Tech

I Cloned Myself With Midjourney’s New Feature. It Took 30 Seconds and Was Weirdly Convincing.

Thomas SmithMarch 17, 2024

This week, Midjourney released a massively exciting feature, which users have demanded for months: character references.

The new tool allows Midjourney users to create consistent characters across multiple images. As we’ll see, it’s a huge deal for artists, illustrators and animators.

But the new feature also has a dark side. It allows even novice users to create alarmingly convincing deepfakes in just a few simple clicks.

Let’s explore.

The Power of Character References

Character references are a huge deal for AI image generation.
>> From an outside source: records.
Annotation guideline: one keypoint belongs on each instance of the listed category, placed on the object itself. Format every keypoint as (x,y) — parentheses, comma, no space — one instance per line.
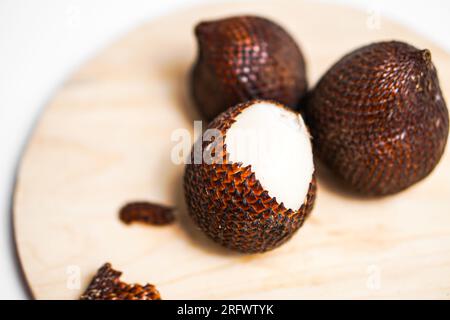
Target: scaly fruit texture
(228,200)
(106,285)
(243,58)
(378,118)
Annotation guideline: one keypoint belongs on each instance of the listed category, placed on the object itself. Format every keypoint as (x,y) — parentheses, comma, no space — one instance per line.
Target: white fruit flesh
(276,143)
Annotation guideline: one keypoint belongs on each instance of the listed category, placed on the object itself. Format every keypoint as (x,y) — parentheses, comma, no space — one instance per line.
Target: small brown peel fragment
(146,212)
(106,285)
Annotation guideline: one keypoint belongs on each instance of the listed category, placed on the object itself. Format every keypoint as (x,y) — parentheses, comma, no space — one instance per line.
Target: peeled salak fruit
(378,118)
(260,186)
(243,58)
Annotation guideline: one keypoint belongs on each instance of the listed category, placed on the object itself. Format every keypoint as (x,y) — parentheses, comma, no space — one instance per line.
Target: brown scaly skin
(106,285)
(243,58)
(150,213)
(229,204)
(378,118)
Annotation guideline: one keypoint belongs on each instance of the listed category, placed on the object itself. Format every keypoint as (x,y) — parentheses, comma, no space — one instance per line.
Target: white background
(42,42)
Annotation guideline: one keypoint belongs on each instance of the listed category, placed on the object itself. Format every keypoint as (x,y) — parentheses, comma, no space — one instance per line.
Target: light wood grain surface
(105,139)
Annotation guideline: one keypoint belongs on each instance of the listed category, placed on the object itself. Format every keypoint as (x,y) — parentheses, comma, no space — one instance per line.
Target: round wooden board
(105,139)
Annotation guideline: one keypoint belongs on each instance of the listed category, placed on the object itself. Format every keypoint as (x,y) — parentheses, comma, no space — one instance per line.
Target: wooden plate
(105,139)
Before, each image you created with an AI image generator like Midjourney or DALL-E was discrete. The images stood alone — although power users found clever workarounds, you couldn’t easily use elements from one image in future images.
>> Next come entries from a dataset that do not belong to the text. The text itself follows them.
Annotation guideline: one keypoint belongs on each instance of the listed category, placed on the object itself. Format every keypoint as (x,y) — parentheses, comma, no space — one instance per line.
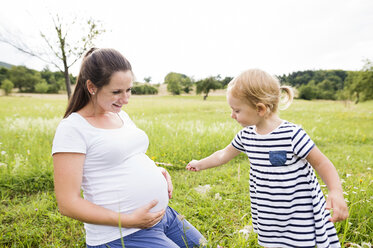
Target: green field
(180,129)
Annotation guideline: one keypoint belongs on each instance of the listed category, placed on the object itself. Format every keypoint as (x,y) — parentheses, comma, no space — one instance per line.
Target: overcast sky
(201,38)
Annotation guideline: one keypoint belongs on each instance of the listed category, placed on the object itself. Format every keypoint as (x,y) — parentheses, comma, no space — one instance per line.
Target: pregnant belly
(136,183)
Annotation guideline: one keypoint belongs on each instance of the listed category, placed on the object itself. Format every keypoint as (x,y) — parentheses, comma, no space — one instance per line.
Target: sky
(202,38)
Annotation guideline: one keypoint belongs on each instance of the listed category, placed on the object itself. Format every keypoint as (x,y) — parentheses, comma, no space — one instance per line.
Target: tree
(308,91)
(177,82)
(65,51)
(360,84)
(7,86)
(24,79)
(148,79)
(207,84)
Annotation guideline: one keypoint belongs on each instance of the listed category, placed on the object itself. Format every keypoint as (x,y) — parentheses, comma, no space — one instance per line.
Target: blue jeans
(171,232)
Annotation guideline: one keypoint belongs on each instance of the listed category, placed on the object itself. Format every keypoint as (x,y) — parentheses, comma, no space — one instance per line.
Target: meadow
(180,129)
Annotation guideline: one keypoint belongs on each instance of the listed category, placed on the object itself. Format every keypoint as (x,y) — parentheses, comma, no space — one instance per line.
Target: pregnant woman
(97,148)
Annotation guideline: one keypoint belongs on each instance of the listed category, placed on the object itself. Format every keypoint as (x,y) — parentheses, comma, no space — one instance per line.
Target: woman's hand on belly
(142,217)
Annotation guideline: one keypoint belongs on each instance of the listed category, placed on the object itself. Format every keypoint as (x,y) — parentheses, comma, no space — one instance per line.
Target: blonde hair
(256,86)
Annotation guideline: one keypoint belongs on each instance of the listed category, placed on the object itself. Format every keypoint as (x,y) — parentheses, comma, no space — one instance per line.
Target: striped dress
(287,204)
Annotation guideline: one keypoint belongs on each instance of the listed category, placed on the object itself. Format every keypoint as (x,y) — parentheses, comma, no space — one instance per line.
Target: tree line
(332,84)
(309,84)
(32,81)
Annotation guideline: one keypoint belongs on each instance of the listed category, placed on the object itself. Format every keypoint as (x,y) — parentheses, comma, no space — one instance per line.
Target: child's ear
(91,87)
(261,109)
That was a big problem for illustrators and animators. Creating a series of illustrations with a consistent character — for example, to illustrate a children’s book or graphic novel — was nearly impossible.
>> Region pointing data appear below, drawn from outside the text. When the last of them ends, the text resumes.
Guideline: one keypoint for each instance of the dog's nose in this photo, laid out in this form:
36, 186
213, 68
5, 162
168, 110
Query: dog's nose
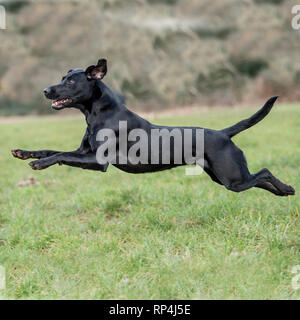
47, 91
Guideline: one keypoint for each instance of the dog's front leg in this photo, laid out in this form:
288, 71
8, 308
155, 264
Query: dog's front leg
37, 154
74, 159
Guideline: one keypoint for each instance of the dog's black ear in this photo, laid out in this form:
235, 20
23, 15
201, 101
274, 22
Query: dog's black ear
98, 71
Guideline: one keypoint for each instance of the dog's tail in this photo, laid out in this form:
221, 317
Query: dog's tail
247, 123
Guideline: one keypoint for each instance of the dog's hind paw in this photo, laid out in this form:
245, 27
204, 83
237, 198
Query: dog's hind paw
290, 191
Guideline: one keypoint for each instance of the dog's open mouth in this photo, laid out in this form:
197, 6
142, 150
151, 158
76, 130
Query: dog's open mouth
58, 104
Character references changes that. The new feature allows designers to create a character one time, and then re-use that character in an unlimited number of future images.

For example, I can create a character called Bichon Frise Man using Midjourney’s “Imagine” function.

Illustration by the author via Midjourney

I can then run additional commands to have Bichon Frise Man do anything that I want, like swooping in to rescue people from a burning building.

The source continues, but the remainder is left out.